I *guess* this is OK. If a preemption and schedule occurs we could end
up playing with a different CPU's data, but taking that cpu's data's
lock should prevent problems.

Unless there's a CPU hotunplug and that CPU's data vanishes under our
feet, but this code doesn't handle hotplug - it assumes all possible
CPUs are always present.

(798ab48eecdf659d says "Note that there's no cpu hotplug notifier - we
don't care, because ...")

> /* Fastpath */
> - tag = alloc_local_tag(tags);
> - if (likely(tag >= 0)) {
> - local_irq_restore(flags);
> + if (likely(tags->nr_free >= 0)) {
> + tag = tags->freelist[--tags->nr_free];
> + spin_unlock_irqrestore(&tags->lock, flags);
> return tag;
> }
> + spin_unlock_irqrestore(&tags->lock, flags);
>
> while (1) {
> - spin_lock(&pool->lock);
> + spin_lock_irqsave(&pool->lock, flags);
> + tags = this_cpu_ptr(pool->tag_cpu);
>
> /*
> * prepare_to_wait() must come before steal_tags(), in case
>
> ...
>
> @@ -346,29 +327,27 @@ int percpu_ida_for_each_free(struct percpu_ida *pool, percpu_ida_cb fn,
> struct percpu_ida_cpu *remote;
> unsigned cpu, i, err = 0;
>
> - local_irq_save(flags);
> for_each_possible_cpu(cpu) {
> remote = per_cpu_ptr(pool->tag_cpu, cpu);
> - spin_lock(&remote->lock);
> + spin_lock_irqsave(&remote->lock, flags);
> for (i = 0; i < remote->nr_free; i++) {
> err = fn(remote->freelist[i], data);
> if (err)
> break;
> }
> - spin_unlock(&remote->lock);
> + spin_unlock_irqrestore(&remote->lock, flags);
> if (err)
> goto out;
> }
>
> - spin_lock(&pool->lock);
> + spin_lock_irqsave(&pool->lock, flags);
> for (i = 0; i < pool->nr_free; i++) {
> err = fn(pool->freelist[i], data);
> if (err)
> break;
> }
> - spin_unlock(&pool->lock);
> + spin_unlock_irqrestore(&pool->lock, flags);
> out:
> - local_irq_restore(flags);
> return err;
> }
> EXPORT_SYMBOL_GPL(percpu_ida_for_each_free);

Unrelated to this patch, but.. Why are there two loops here?

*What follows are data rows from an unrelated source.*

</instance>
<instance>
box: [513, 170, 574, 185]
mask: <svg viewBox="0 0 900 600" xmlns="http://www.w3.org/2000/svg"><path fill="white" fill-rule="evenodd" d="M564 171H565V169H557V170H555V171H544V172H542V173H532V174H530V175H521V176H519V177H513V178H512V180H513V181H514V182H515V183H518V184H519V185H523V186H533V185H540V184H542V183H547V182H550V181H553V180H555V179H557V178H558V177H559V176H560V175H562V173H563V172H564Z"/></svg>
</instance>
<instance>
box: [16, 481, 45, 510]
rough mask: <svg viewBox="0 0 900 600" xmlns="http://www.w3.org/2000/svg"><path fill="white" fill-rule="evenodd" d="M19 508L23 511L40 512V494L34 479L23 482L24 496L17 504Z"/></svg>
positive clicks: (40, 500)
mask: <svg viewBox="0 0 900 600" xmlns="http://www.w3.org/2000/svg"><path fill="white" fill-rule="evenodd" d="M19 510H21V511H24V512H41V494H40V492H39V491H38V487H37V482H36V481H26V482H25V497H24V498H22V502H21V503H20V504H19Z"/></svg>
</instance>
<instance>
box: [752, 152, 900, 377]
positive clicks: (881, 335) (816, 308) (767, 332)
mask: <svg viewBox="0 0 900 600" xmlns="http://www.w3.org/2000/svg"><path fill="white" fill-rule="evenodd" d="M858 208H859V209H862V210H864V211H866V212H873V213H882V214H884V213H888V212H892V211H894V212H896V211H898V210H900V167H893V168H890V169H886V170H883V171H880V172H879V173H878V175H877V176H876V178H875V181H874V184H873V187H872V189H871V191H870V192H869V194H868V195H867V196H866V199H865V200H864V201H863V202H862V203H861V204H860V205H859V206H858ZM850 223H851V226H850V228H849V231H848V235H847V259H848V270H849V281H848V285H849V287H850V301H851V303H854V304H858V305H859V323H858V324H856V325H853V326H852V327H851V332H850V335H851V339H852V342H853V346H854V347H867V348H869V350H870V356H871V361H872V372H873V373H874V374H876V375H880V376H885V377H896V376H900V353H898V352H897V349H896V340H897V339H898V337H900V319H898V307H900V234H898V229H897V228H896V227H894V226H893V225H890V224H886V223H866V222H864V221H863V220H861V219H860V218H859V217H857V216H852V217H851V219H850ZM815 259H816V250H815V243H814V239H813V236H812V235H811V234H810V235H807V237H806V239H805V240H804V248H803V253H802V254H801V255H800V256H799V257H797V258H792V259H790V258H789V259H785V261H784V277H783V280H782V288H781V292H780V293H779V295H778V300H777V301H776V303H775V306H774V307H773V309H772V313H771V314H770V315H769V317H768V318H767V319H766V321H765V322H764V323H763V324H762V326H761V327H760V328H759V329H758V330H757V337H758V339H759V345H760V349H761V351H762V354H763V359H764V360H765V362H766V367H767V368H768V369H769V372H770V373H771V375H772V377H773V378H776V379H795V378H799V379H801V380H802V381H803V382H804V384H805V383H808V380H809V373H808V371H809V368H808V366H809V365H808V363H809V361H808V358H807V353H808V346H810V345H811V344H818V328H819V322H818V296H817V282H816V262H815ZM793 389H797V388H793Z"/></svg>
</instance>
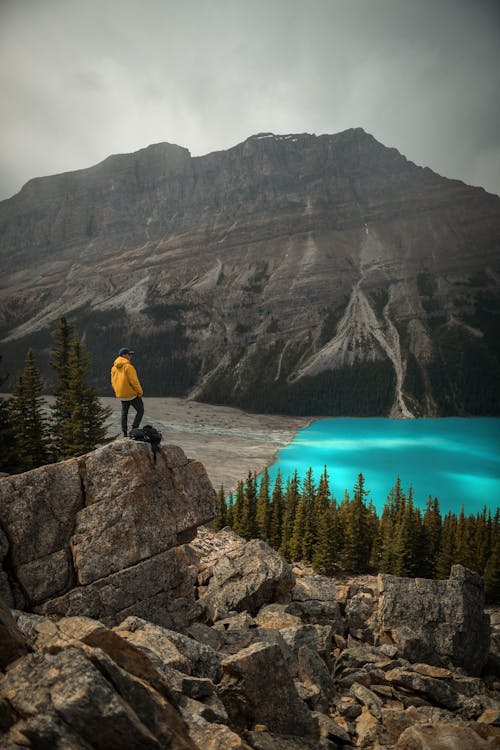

Won't
the first loop process all the data which the second loop attempts to
process?

This function has no callers anyway so perhaps we should just delete
it.

I'm feeling a bit hostile toward lib/percpu_ida.c in general ;) It has
very few users and seems rather complicated (what's with that
schedule() in percpu_ida_alloc?). I'm suspecting and hoping that if
someone can figure out what the requirements were, this could all be
zapped and reimplemented using something else which we already have.